We also decided to check if the English-only CLIP model would get better if we fine-tuned it with German data. It might catch up in performance with a pre-trained multilingual model, if given a chance. The results were interesting. We include the Multilingual CLIP results in this table for comparison:
Using German training data, we were able to bring a vast improvement to the English-only CLIP model, although not enough to bring it up to even with the zero-shot level of the Multilingual CLIP model. Mean average precision for the English-only model jumped 420%, compared to 31% for Multilingual CLIP, although the overall performance of the monolingual model was still much worse.
Does more labeled data improve the search quality?
We also ran multiple fine-tuning experiments with differing amounts of training data, on both the Multilingual and English-only CLIP models, to see how effective using more data was.
In both, we see that most of the gain comes from the first few thousand items of training data, with gain coming more slowly after initially fast learning. This confirms a conclusion Jina AI has already published.
Adding additional data may still improve results, but much more slowly. And in the case of fine-tuning the English-only CLIP model to handle German queries, we see performance improvement maximizes at less than 10,000 new items of data. It seems unlikely that we could train the English-only CLIP model to ever equal the Multilingual CLIP on German data, at least not using these kinds of methods.
What lessons can we take from all this?
Multilingual CLIP is the first choice for non-English queries
The Multilingual CLIP model, trained from scratch with multilingual data, outperforms comparable English-only CLIP models by a very large margin on the German data we used.
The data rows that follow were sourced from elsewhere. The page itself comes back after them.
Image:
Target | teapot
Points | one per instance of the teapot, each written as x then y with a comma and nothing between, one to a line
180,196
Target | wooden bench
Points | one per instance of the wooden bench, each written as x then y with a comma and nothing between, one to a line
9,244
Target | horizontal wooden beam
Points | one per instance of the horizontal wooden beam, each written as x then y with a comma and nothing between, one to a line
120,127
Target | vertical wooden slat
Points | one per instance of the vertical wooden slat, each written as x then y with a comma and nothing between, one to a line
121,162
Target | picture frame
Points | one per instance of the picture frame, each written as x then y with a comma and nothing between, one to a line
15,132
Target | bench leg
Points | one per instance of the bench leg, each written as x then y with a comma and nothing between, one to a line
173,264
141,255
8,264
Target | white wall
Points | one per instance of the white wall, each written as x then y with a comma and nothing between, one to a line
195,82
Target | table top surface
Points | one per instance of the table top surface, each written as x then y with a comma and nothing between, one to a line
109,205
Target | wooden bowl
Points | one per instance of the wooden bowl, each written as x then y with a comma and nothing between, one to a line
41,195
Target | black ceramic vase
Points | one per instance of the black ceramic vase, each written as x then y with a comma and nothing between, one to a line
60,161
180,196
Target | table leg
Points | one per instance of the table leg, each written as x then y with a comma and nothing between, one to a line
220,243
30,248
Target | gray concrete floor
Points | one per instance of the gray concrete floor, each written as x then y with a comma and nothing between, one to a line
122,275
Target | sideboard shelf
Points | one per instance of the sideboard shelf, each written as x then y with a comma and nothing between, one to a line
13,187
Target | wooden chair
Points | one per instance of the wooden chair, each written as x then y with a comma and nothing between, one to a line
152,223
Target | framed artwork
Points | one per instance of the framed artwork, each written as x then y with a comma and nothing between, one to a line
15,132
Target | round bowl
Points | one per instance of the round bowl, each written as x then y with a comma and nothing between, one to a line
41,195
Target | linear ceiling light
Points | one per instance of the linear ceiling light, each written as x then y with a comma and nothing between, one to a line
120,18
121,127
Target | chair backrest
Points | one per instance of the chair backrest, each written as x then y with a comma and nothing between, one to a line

The same conclusion will likely apply for other non-English languages.
Even in an unfair competition, where we fine-tuned the English model and vastly improved its performance on German data, the Multilingual CLIP model without further training outperformed it by a large margin.
Fine-tuning improves search quality with little data
We were shocked to see the English-only model improve its handling of German so much, and we see that we could have gotten nearly the same result using half as much data. The basic assumptions that go into fine-tuning are clearly very robust if they can teach German to an English model with only a few thousand examples.
On the other hand, we struggled to improve the performance of Multilingual CLIP, even with a fairly large quantity of high quality human-annotated training data. Although Finetuner makes a clear difference, you very rapidly reach upper bounds of how much you can improve a model that’s already pretty good.
Trouble-free fine-tuning using Finetuner
Finetuner is easy enough to use that we could construct and perform all the experiments in this article in a few days. Although it does take some understanding of deep learning to make the best configuration choices, Finetuner greatly reduces the boring labor of running and paying attention to large-scale neural network models to mere parameter setting.